Adapter une série comme IL-2 sur consoles, c'est un petit peu comme essayer de faire rentrer une Ferrari dans une niche : ça coince. C'est en tout cas le gros à priori que l'on peut avoir en lançant cette simulation hyper pointue sur PC, faite à l'huile de coude par des russes soucieux de retranscrire au mieux le maniement et le caractère des coucous de la Seconde Guerre mondiale. La surprise n'en est que plus grande, quand gamepad en main on se surprend à découvrir toute la richesse de ce jeu qui tente le grand écart douloureux entre arcade lobotomisante et simulation particulièrement élitiste.

Vous pouvez jouer en vue externe à la Ace Combat.

Le jeu à la carte

Histoire de ne fâcher personne, les développeurs de IL-2 Sturmovik : Birds of Prey ont décidé de laisser les joueurs choisir : vous voulez un jeu tout simple avec des gros viseurs qui ciblent automatiquement les ennemis, comme si vous dirigiez un F16 au lieu d'un coucou ? C'est possible. Vous préférez le réalisme et la difficulté, engoncé dans le cockpit, avec pour seuls amis vos instruments de bord et les traçantes à esquiver en frôlant le décrochage ? C'est possible aussi. Dans IL-2 Sturmovik : Birds of Prey, tout est paramétrable : munitions infinies, nombre de Continus, modèles de vol, vues internes ou externes... Selon le degré de réalisme choisi, c'est carrément deux jeux en un que vous avez.

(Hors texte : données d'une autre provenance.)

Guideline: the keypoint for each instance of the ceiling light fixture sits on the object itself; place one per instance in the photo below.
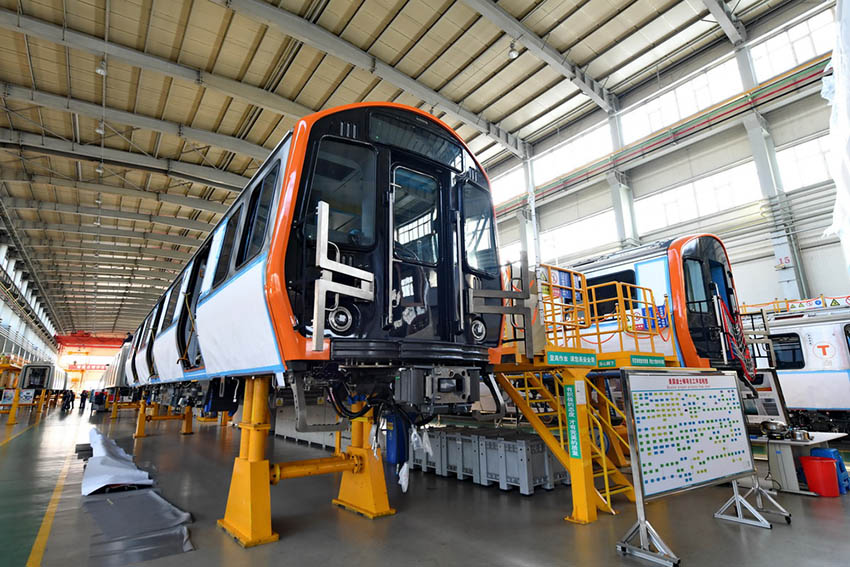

Les dégâts sont très bien gérés et les dislocations en vol souvent spectaculaires.

Mais où sont les missiles à tête chercheuse ?

La prise en main étant très progressive, tout se passe plutôt bien. On commence avec le mode Arcade pour se dégourdir les jambes et admirer l'aspect technique, très réussi à deux trois exception près. Les modélisations sont soignées, la localisation des dégâts aussi - une des grandes forces du jeu original, particulièrement réaliste. Le rase motte permet de vérifier que les textures au sol ne sont pas trop grossières, tandis que les vols en altitude montrent la maîtrise atteinte avec les beaux nuages volumétriques. Les quelques effets réalistes, comme les explosions ou les taches d'huile, mettent de l'ambiance, sans oublier les incontournables communications radio. Petit bémol, l'action rame parfois un peu quand beaucoup d'avions sont présents en l'air, des saccades un peu dommage.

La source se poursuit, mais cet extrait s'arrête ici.